My mom just drunkenly told me i was conceived in the back of a car, at a Bon Jovi concert.
I just remembered I gave a homeless man a ride to his bridge last night.
Drunk off five beers on a Tuesday. I'm not sure which part of that statement is more sad
So I'm looking through your google history on your laptop and you have 'is ketchup even remotely nutritious' and 'alcohol with fewest calories but highest alcohol'. What new fad diet are you on because I feel like we could do this together.
I have a big to do list for you. Number 1 - me. Number 2 - drink wine 3. Talk my ears off. 4. Me again
I gather from Facebook you got drunk last night and took semi naked pictures of yourself?

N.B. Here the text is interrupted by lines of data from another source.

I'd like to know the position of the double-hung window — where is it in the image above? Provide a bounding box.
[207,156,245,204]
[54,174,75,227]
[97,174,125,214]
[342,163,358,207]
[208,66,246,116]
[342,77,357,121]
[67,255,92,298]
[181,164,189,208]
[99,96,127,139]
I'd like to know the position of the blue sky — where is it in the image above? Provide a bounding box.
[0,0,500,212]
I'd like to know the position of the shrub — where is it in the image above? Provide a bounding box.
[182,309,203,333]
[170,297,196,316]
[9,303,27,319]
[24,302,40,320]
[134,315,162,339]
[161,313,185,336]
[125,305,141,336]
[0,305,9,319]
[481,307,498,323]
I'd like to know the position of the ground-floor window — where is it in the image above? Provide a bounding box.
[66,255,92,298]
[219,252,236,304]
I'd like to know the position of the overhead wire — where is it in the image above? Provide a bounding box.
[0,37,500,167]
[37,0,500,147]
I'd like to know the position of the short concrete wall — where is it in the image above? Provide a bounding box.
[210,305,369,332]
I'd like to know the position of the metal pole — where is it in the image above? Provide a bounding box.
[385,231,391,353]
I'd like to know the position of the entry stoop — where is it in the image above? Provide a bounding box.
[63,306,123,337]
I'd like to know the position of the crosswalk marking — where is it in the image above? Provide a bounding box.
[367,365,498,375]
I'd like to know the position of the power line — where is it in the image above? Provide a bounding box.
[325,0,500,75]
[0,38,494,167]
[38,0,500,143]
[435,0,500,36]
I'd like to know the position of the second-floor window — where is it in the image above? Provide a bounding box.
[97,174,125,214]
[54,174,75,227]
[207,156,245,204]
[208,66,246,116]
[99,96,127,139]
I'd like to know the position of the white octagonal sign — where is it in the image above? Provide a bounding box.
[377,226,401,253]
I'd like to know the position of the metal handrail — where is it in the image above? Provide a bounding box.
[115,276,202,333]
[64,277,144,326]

So apparently someone caught him as he was falling. And carried him around the rest of the night.
Honestly I have a huge freedom boner right now and if I came it would be red white and blue
Had to walk of shame past Westminster Abbey this morning. Pretty sure a Japanese tourist took a photo of me.
After we hooked up he started to cry and called his mom and told her he wanted to marry me
We shared a dick. We're practically sisters!
I moved to this city Tuesday and got laid Saturday. Still got it.
There should be a guide book that probation officers hand out on "how to tell a tinder girl about your ankle monitor before she notices it at the worst possible moment"
I'm not well. Although it could be worse.
My cousin is so hungover she quit her job.
Just stay awake and booze cruise it to class. How are you a senior and have never went to class drunk? No excuses, I have a better gpa.